Jeevandran Nair

Personal information
- Full name: S Jeevandran Nair
- Born: 18 March 1974 (age 52) Port Dickson, Negeri Sembilan, Malaysia
- Batting: Right-handed
- Bowling: Off spin
- Role: Bowler

Career statistics
| Competition | List A | ICC Trophy |
| Matches | 5 | 7 |
| Runs scored | 31 | 44 |
| Batting average | 7.75 | 7.33 |
| 100s/50s | 0/0 | 0/0 |
| Top score | 23* | 16 |
| Balls bowled | 84 | 284 |
| Wickets | 4 | 6 |
| Bowling average | 29.00 | 22.50 |
| 5 wickets in innings | 0 | 0 |
| 10 wickets in match | 0 | 0 |
| Best bowling | 3/53 | 4/22 |
| Catches/stumpings | 2/– | 2/– |
- Source: CricketArchive, 18 January 2008

= Jeevandran Nair =

Malaysian cricketer

S Jeevandran Nair (born 18 March 1974) is a Malaysian cricketer. A right-handed batsman and off spin bowler, he played for the Malaysia national cricket team between 1996 and 2002.

==Biography==
Born in Port Dickson in 1974, Jeevandran Nair first played for Malaysia in one match of the 1996 Stan Nagaiah Trophy series against Singapore, also playing in that year's Saudara Cup match. In 1997, after playing all three matches of the Stan Nagaiah Trophy series, he played in the 1997 ICC Trophy, hosted in Kuala Lumpur.

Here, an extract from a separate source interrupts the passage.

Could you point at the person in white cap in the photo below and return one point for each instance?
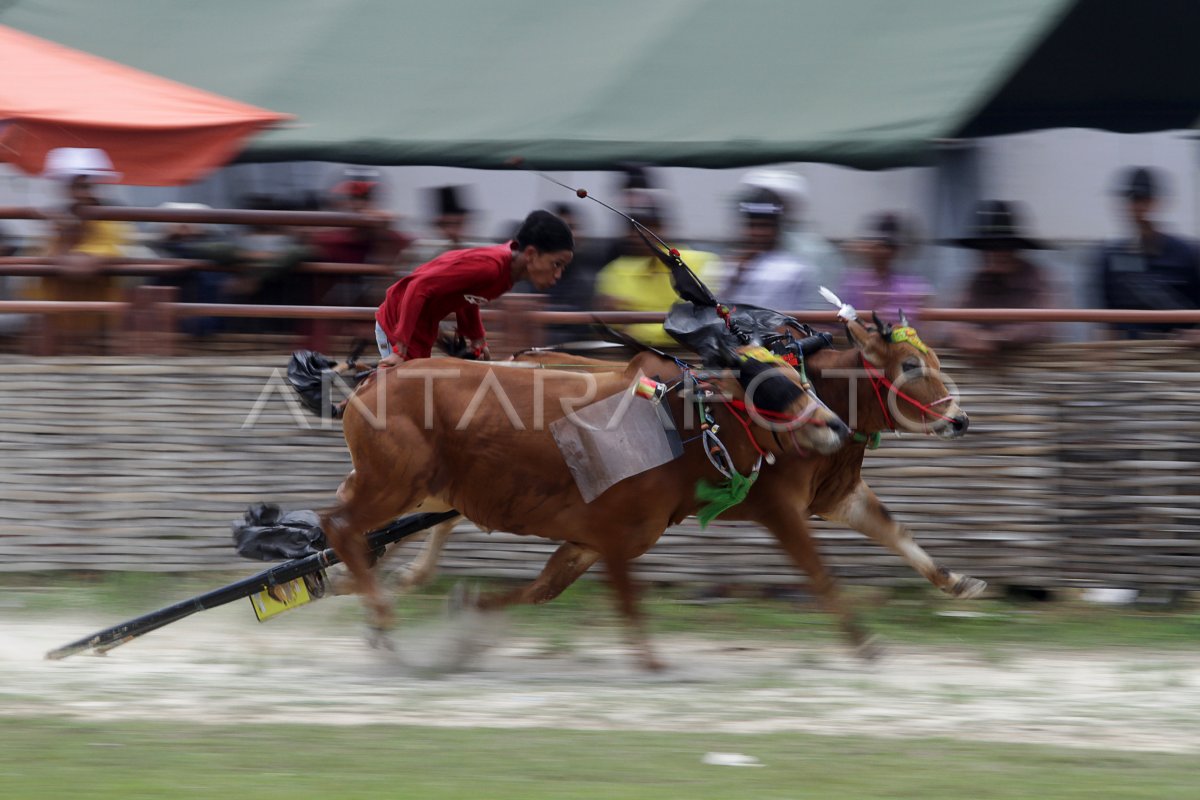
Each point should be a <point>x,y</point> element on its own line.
<point>798,236</point>
<point>762,271</point>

He made his List A debut in March 1998, after playing in that year's Stan Nagaiah Trophy series, playing three matches in the Wills Cup, a Pakistani domestic one-day competition. He played in his second, and final, Saudara Cup match in August before representing Malaysia in the cricket tournament at the 1998 Commonwealth Games, hosted in Kuala Lumpur, where he played against Sri Lanka and Zimbabwe.

Following the Commonwealth Games he played in the 1998 ACC Trophy in Nepal, before spending almost four years out of the Malaysian national side. He returned for the 2002 ACC Trophy in Singapore, which is his last appearance for Malaysia to date.